Today we are in the Kalahari desert, marveling at the intricate beading and treated skins worn by the nomadic San, once known as the bushmen. This remarkable community has thrived living in some of the most extreme, hostile land on earth. During our stay temperatures have gone from -7 in the morning, up to 27 by afternoon. Today, the San live a modern life style, and dress accordingly, but they are proud to share their traditions and knowledge with visitors, offering guided visits of the bush. These visits hlp them pass their quickly dying heritage on down to the younger generation, teaching us how to find water, build a fire, and dress.
Xarugke (pronounced Gah-rue-Ha) was our tracker in the central Kalahari. He’d sit at the front of our Land Cruiser, perched on a make-shift seat above the passenger side headlight, looking for tracks, and when he found something interesting, he’d hop down and start tracking, following winding lion prints through dense bush. He chose one afternoon to dress in his traditional springbok skin and share some of his culture with us.
Out on the Makgadikgadi salt pans thick woolen blankets protect against the frigid morning air, but they are quickly dropped as the sun rises.
Fashion is not a silly indulgence of the West.
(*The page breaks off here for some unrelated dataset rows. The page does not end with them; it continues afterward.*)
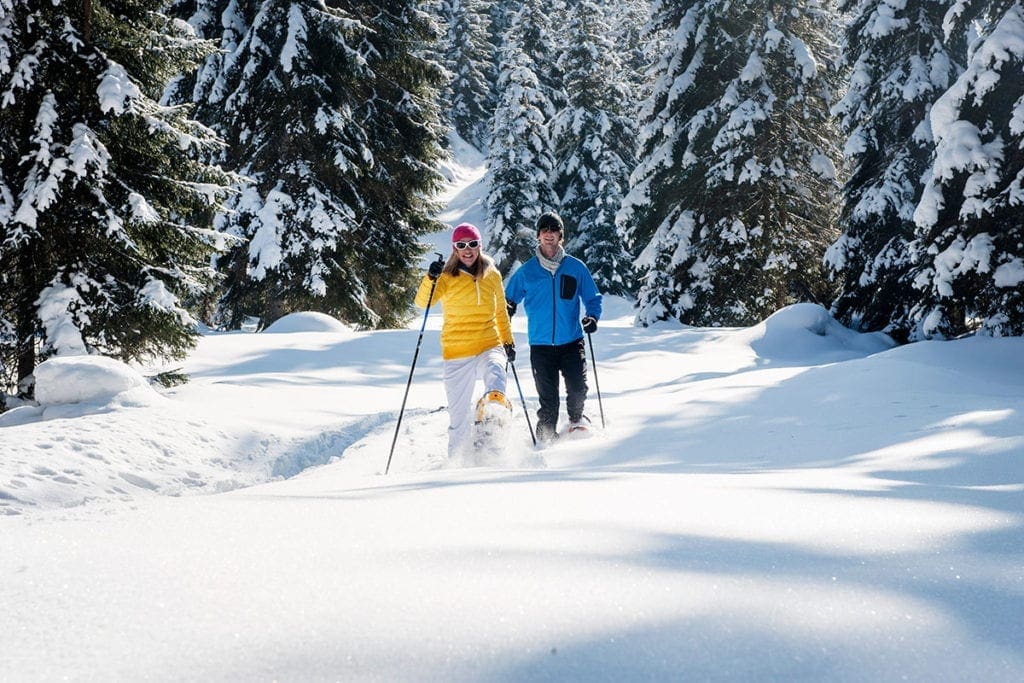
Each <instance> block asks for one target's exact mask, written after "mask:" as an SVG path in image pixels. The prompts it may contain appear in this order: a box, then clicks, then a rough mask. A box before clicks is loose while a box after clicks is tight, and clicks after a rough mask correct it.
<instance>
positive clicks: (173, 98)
mask: <svg viewBox="0 0 1024 683" xmlns="http://www.w3.org/2000/svg"><path fill="white" fill-rule="evenodd" d="M454 136H459V137H460V138H462V140H465V141H466V142H468V143H470V144H472V145H473V146H475V147H476V148H477V150H478V151H479V152H480V154H481V155H483V156H484V157H485V159H486V185H487V196H486V224H484V225H480V227H481V229H482V230H483V233H484V236H485V238H486V243H487V244H486V250H487V253H488V254H490V255H492V256H493V257H494V258H495V261H496V263H497V264H498V265H499V267H500V269H501V270H502V273H503V274H504V275H508V274H510V273H511V272H512V271H513V270H514V269H515V268H516V267H517V266H518V264H520V263H522V262H523V261H525V260H526V259H528V258H529V257H530V256H531V255H532V253H534V249H535V245H536V229H535V223H536V220H537V218H538V216H540V215H541V214H542V213H543V212H545V211H551V210H554V211H557V212H559V213H560V214H561V216H562V218H563V219H564V221H565V225H566V244H565V248H566V251H567V252H568V253H570V254H573V255H574V256H578V257H579V258H581V259H583V260H584V261H585V262H586V263H587V264H588V265H589V267H590V269H591V270H592V272H593V273H594V275H595V280H596V281H597V283H598V285H599V287H600V288H601V290H602V291H603V292H605V293H607V294H612V295H616V296H622V297H627V298H629V299H632V300H635V302H636V322H637V324H638V325H642V326H648V325H652V324H654V323H657V322H662V321H678V322H679V323H681V324H684V325H691V326H701V327H705V326H725V327H730V326H750V325H754V324H756V323H758V322H760V321H762V319H764V318H765V317H767V316H768V315H770V314H771V313H773V312H774V311H776V310H778V309H779V308H781V307H783V306H785V305H790V304H793V303H798V302H815V303H819V304H821V305H822V306H824V307H825V308H827V309H829V310H830V312H831V313H833V315H835V316H836V318H837V319H839V321H840V322H841V323H843V324H844V325H846V326H848V327H850V328H852V329H854V330H858V331H862V332H867V331H881V332H885V333H887V334H889V335H891V336H892V337H893V338H895V339H896V340H897V341H900V342H913V341H919V340H926V339H951V338H956V337H961V336H964V335H970V334H982V335H993V336H1019V335H1022V334H1024V0H839V1H838V2H837V0H801V1H797V0H519V1H516V2H513V1H511V0H47V1H46V2H30V1H26V0H0V396H4V402H3V403H2V404H0V410H3V405H5V404H10V403H11V402H12V401H13V400H17V399H16V398H15V396H19V397H22V398H31V396H32V388H33V387H32V374H33V370H34V369H35V367H36V366H37V365H38V364H39V362H41V361H42V360H43V359H45V358H46V357H48V356H50V355H53V354H61V353H98V354H104V355H110V356H114V357H118V358H121V359H125V360H143V359H146V358H151V357H180V356H182V355H183V354H184V353H186V352H187V350H188V349H189V348H190V347H191V346H193V345H194V344H195V342H196V339H197V337H198V335H199V334H200V330H201V329H203V327H204V326H205V327H207V328H212V329H224V330H231V329H240V328H241V327H242V326H244V325H255V326H256V327H257V328H259V329H261V328H264V327H266V326H267V325H269V324H271V323H272V322H274V321H275V319H278V318H280V317H281V316H283V315H285V314H288V313H290V312H294V311H300V310H316V311H322V312H325V313H328V314H330V315H333V316H335V317H337V318H338V319H341V321H343V322H345V323H348V324H350V325H352V326H355V327H358V328H361V329H379V328H391V327H396V326H400V325H404V324H406V323H407V322H408V319H409V317H410V315H411V313H412V312H413V311H412V308H411V302H412V295H413V292H414V290H415V287H416V284H417V283H418V282H419V279H420V276H421V275H422V271H421V266H420V263H421V258H422V256H423V254H424V252H425V250H426V249H427V247H426V245H425V244H424V238H425V237H426V236H428V234H432V233H436V232H438V231H441V230H444V229H446V228H447V227H450V226H445V225H442V224H441V223H439V222H438V221H437V219H436V218H435V216H436V215H437V213H438V210H439V208H440V207H439V206H438V202H437V195H438V191H439V190H440V189H441V188H442V186H443V183H444V178H443V176H442V175H441V172H440V170H439V169H440V167H441V164H442V162H443V161H444V160H445V159H446V158H447V157H449V156H450V155H451V140H452V139H454Z"/></svg>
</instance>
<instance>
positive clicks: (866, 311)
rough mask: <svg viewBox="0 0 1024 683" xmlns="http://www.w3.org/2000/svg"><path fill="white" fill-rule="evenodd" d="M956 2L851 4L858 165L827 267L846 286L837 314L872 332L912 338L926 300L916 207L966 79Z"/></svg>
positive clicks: (920, 0) (849, 98)
mask: <svg viewBox="0 0 1024 683" xmlns="http://www.w3.org/2000/svg"><path fill="white" fill-rule="evenodd" d="M948 6H949V2H948V0H909V1H908V2H905V3H904V2H892V0H848V1H847V3H846V6H845V7H844V9H845V10H847V11H849V12H850V22H849V24H848V26H847V29H846V40H845V42H844V47H843V53H844V55H845V60H846V62H847V63H848V65H849V68H850V76H849V86H848V88H847V91H846V95H845V96H844V97H843V98H842V99H841V100H840V101H839V103H838V104H837V105H836V108H835V111H836V113H837V114H838V115H839V116H840V119H841V127H842V131H843V133H844V136H845V138H846V148H845V155H846V156H847V157H848V158H849V159H851V160H852V165H853V168H852V170H851V174H850V177H849V179H848V180H847V183H846V186H845V193H844V200H845V201H844V206H843V212H842V214H841V217H840V225H841V226H842V230H843V234H842V236H841V237H840V239H839V240H837V241H836V243H834V244H833V246H831V247H829V249H828V251H827V253H826V256H825V261H826V264H827V266H828V268H829V269H830V270H831V272H833V273H834V276H835V278H836V280H838V281H839V282H840V285H841V291H840V295H839V297H838V298H837V299H836V301H835V302H834V303H833V307H831V309H833V313H834V314H835V315H836V317H837V318H838V319H840V321H842V322H843V323H845V324H846V325H848V326H850V327H852V328H854V329H858V330H863V331H870V330H882V331H885V332H888V333H890V334H891V335H893V336H895V337H897V338H901V339H905V338H906V335H907V333H908V332H909V331H908V330H907V329H906V326H907V319H908V313H909V311H910V308H911V307H912V306H913V304H914V302H915V301H916V298H918V292H916V291H915V290H914V289H913V287H912V285H911V282H910V275H909V273H910V270H911V262H910V253H909V248H908V245H909V243H910V242H911V241H912V240H913V232H914V225H913V210H914V207H916V205H918V202H919V200H920V199H921V193H922V185H921V183H920V179H921V177H922V175H924V173H925V170H926V169H927V168H928V167H929V165H930V164H931V159H932V151H933V148H934V145H933V141H932V134H931V127H930V126H929V123H928V113H929V110H930V109H931V106H932V103H933V102H934V101H935V100H936V99H937V98H938V96H939V94H941V93H942V92H943V91H945V89H946V88H948V87H949V84H950V83H951V82H952V81H953V79H955V77H956V74H957V67H956V52H957V50H953V56H952V57H951V56H950V50H948V49H947V47H946V44H945V41H944V40H943V36H942V17H943V15H944V14H945V12H946V9H947V8H948Z"/></svg>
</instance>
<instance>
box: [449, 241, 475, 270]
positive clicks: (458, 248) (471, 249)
mask: <svg viewBox="0 0 1024 683" xmlns="http://www.w3.org/2000/svg"><path fill="white" fill-rule="evenodd" d="M452 247H453V249H455V250H456V251H457V252H458V253H459V260H460V261H462V264H463V265H465V266H466V267H467V268H468V267H469V266H471V265H473V264H474V263H476V259H478V258H479V257H480V243H479V241H478V240H460V241H459V242H456V243H455V244H454V245H452Z"/></svg>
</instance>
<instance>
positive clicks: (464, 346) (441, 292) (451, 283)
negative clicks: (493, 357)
mask: <svg viewBox="0 0 1024 683" xmlns="http://www.w3.org/2000/svg"><path fill="white" fill-rule="evenodd" d="M432 284H433V283H431V282H430V279H429V278H427V276H426V275H424V276H423V282H421V283H420V289H419V291H417V293H416V305H417V306H419V307H420V308H423V307H424V306H426V305H427V298H428V297H429V296H430V286H431V285H432ZM436 303H440V304H441V306H442V308H443V311H444V323H443V324H442V325H441V357H443V358H444V359H445V360H452V359H455V358H468V357H470V356H473V355H476V354H477V353H482V352H483V351H486V350H487V349H489V348H494V347H496V346H499V345H501V344H512V343H514V342H513V339H512V325H511V323H510V322H509V312H508V309H507V308H506V307H505V290H504V288H503V287H502V275H501V273H500V272H498V270H497V269H496V268H495V267H494V266H488V267H487V269H486V270H485V271H484V272H483V275H481V276H480V279H479V280H476V279H474V278H473V276H472V275H471V274H469V273H468V272H460V273H459V274H458V275H453V274H450V273H447V272H442V273H441V274H440V276H439V278H438V279H437V287H436V289H434V298H433V300H432V302H431V304H430V305H431V306H432V305H434V304H436Z"/></svg>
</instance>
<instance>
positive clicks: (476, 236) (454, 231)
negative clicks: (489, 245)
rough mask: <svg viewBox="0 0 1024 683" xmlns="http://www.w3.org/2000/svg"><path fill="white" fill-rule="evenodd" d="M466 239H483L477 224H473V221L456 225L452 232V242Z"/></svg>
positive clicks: (454, 241) (456, 241)
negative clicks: (480, 235) (480, 234)
mask: <svg viewBox="0 0 1024 683" xmlns="http://www.w3.org/2000/svg"><path fill="white" fill-rule="evenodd" d="M465 240H476V241H481V238H480V231H479V230H478V229H476V225H473V224H472V223H462V224H460V225H456V228H455V230H453V232H452V244H455V243H456V242H462V241H465Z"/></svg>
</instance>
San women spend hours embroidering bright, cheerful beads in to their springbok skin outfits, and the men’s wildebeest tops. Steenbok is the preferred leather for the men’s handbags, and they are the only garment not decorated. Perhaps because they exist to tote around poison arrows to the hunt.
I even spotted a Loubou-shman fixing a lady’s antelope skin sandals while the others were digging for scorpion.
And jewelry has an important place, with gorgeous beaded pieces being worn around the head, wrists, fingers and ankles. Anything that can be adorned, without interfering with practical daily life, is made discretely colorful. Men get to wear a jaunty ostrich feather to complete the look.
Modern uniforms have become a status symbol that family members reserve for translators and guides, while their children get practical winter hats and wear sensible, western sneakers. It is nice to dress-up in one’s finest, but practicality rules the day, fashion be damned.